Desde la elección de Bachelet el 2005, ningún gobierno ha logrado reelegir a un candidato de su sector. De forma consistente, los cuatro gobiernos siguientes han sido de un color político distinto al que termina. Esta característica, que puede ser frustrante para quienes gobiernan, debiera ser un motivo de alivio. Más allá del resultado, el hecho que Chile pueda transitar de forma pacífica y relativamente ordenada de una coalición a otra es un signo de nuestra salud democrática. Puede parecer algo menor, pero no es algo que debiese darse por sentado.
Establecer conceptos minimalistas para definir si un país es democrático es bastante útil desde el punto de vista analítico. Es decir, nos evita entrar en discusiones largas sobre los verdaderos alcances del concepto de democracia y, a la vez, establece un claro límite entre democracia y autoritarismo. Sin embargo, en el mundo actual, eso trae una serie de problemas al enfrentarse a escenarios más complejos. Si en los ’70 era relativamente simple definir que una democracia acababa con un golpe de estado, hoy es más difícil definir esa frontera.
Este no es un argumento nuevo, se hizo popular en el libro de Levitsky y Ziblatt hace algunos años, pero ha cobrado relevancia con el avance de la ultraderecha. Si bien las elecciones libres y justas son un mínimo esencial de cualquier democracia, ya no bastan para asegurar su existencia. Miremos el caso de El Salvador, donde justificado por la urgencia en términos de seguridad, el gobierno de Bukele ha terminado por eliminar la independencia judicial y comete a diario groseras violaciones contra los derechos humanos. El reciente reporte de Human Rights Watch habla de que Bukele ha desmantelado sistemáticamente las instituciones democráticas de El Salvador.

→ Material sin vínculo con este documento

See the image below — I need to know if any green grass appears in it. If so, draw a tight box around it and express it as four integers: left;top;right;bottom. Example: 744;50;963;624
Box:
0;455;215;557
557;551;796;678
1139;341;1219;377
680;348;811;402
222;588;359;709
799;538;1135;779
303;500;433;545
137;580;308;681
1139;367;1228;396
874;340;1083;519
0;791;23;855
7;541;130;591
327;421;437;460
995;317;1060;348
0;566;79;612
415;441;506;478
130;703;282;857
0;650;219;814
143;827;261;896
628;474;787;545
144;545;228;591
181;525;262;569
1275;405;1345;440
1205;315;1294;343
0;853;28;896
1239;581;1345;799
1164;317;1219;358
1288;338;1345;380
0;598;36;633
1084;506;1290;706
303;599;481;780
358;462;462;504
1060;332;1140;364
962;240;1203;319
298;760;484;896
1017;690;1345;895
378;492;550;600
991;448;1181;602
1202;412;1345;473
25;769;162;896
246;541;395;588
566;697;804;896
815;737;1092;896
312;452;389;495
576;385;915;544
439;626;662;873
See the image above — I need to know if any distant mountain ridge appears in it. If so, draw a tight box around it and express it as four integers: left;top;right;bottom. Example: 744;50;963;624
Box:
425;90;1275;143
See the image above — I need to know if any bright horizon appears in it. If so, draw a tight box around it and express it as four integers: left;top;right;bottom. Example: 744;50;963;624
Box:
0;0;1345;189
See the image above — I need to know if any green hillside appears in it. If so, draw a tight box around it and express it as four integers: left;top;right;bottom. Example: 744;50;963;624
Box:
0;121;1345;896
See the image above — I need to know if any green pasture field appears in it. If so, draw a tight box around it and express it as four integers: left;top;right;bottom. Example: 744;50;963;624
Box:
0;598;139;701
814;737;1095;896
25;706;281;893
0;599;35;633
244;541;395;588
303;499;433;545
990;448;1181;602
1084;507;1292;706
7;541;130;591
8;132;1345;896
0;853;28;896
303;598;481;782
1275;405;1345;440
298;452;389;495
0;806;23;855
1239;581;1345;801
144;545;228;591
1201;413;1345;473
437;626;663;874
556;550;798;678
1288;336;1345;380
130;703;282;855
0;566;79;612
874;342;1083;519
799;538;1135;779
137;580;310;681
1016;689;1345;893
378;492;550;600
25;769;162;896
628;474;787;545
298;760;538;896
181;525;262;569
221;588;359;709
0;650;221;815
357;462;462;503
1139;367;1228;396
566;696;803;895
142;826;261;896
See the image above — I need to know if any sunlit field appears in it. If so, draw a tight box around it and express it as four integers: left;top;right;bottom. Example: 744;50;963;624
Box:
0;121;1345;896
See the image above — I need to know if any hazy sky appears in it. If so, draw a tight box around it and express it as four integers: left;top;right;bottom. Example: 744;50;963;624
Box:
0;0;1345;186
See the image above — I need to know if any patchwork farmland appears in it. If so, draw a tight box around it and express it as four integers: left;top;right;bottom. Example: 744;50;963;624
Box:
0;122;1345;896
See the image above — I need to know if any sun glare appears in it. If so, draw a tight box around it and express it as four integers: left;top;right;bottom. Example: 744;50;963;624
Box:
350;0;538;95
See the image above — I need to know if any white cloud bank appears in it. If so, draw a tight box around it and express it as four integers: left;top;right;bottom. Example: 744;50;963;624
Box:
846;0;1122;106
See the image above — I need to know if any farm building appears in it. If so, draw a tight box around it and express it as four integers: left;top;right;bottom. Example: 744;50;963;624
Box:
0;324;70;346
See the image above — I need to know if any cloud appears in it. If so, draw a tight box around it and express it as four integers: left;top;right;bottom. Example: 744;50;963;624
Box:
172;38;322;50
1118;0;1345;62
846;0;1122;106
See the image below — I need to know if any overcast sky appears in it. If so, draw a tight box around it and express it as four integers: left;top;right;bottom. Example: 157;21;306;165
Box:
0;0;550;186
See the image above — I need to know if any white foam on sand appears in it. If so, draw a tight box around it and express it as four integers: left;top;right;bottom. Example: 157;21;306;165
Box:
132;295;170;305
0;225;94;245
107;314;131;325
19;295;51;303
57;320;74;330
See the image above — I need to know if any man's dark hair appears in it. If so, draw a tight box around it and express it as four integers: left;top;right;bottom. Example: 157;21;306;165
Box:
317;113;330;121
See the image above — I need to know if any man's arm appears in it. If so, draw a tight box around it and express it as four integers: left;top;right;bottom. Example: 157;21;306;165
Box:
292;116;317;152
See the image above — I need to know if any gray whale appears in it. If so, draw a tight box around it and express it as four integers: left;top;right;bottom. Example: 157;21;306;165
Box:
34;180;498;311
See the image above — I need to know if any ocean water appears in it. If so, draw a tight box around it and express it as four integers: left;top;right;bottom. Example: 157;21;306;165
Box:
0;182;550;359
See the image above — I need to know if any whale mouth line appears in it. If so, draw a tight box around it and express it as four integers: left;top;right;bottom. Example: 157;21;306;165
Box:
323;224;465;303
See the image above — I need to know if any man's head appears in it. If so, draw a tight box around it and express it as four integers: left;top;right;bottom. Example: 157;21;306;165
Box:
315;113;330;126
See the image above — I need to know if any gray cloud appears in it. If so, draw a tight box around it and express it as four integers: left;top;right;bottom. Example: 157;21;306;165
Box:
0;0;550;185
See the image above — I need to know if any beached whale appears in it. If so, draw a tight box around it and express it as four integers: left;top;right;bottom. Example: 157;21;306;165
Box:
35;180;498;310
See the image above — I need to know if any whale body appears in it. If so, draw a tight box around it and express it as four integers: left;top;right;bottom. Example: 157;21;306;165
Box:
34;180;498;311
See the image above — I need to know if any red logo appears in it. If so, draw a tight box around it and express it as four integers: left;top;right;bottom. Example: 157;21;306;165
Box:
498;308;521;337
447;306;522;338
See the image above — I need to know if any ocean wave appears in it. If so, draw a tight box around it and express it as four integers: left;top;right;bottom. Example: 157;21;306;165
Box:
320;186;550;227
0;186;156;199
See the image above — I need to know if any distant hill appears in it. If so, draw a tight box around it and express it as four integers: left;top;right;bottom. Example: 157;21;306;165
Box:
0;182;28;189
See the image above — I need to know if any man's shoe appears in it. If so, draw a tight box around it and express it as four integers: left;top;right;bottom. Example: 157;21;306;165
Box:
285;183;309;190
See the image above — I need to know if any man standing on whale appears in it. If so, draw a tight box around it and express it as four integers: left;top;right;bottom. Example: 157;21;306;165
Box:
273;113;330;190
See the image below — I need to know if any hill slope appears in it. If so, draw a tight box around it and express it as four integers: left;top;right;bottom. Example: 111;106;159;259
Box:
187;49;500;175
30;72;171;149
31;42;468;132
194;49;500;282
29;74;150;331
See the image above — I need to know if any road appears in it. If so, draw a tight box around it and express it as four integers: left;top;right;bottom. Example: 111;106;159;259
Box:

Ese es el mismo gobierno al que miran con admiración algunos candidatos de la derecha chilena, a quienes les gustaría imitar el modelo carcelario salvadoreño.
Otro ejemplo. La semana pasada, José Antonio Kast se paseó por Budapest como expositor en el encuentro CPAC, que viene a ser como el concurso de popularidad de la ultraderecha mundial. En la ocasión compartió con representantes de la ultraderecha española (Vox), del partido Alternativa para Alemania (que fue recientemente clasificado de extremo por los servicios de inteligencia alemanes) y de la ultraderecha israelí, entre otros. Kast compartió plataforma con Ariel Kallner, líder de la facción más ultra del partido de Netanyahu, y quien apoya una limpieza étnica de Palestina. Y el anfitrión de la jornada fue Viktor Orbán, cuyo gobierno atenta sistemáticamente contra el Estado de Derecho en Hungría.
Es por eso que el resultado de las elecciones de fin de año es tan relevante. Si nos sentimos orgullosos de tener un sistema democrático, tenemos que comprender que algunas de esas fuerzas están hoy en alianza con partidos y movimientos que promueven la destrucción de esa misma democracia. La elección ya no es sólo sobre diferencias ideológicas o de políticas públicas, sino que sobre la supervivencia de un sistema que nos ha costado mucho recuperar y reconstruir.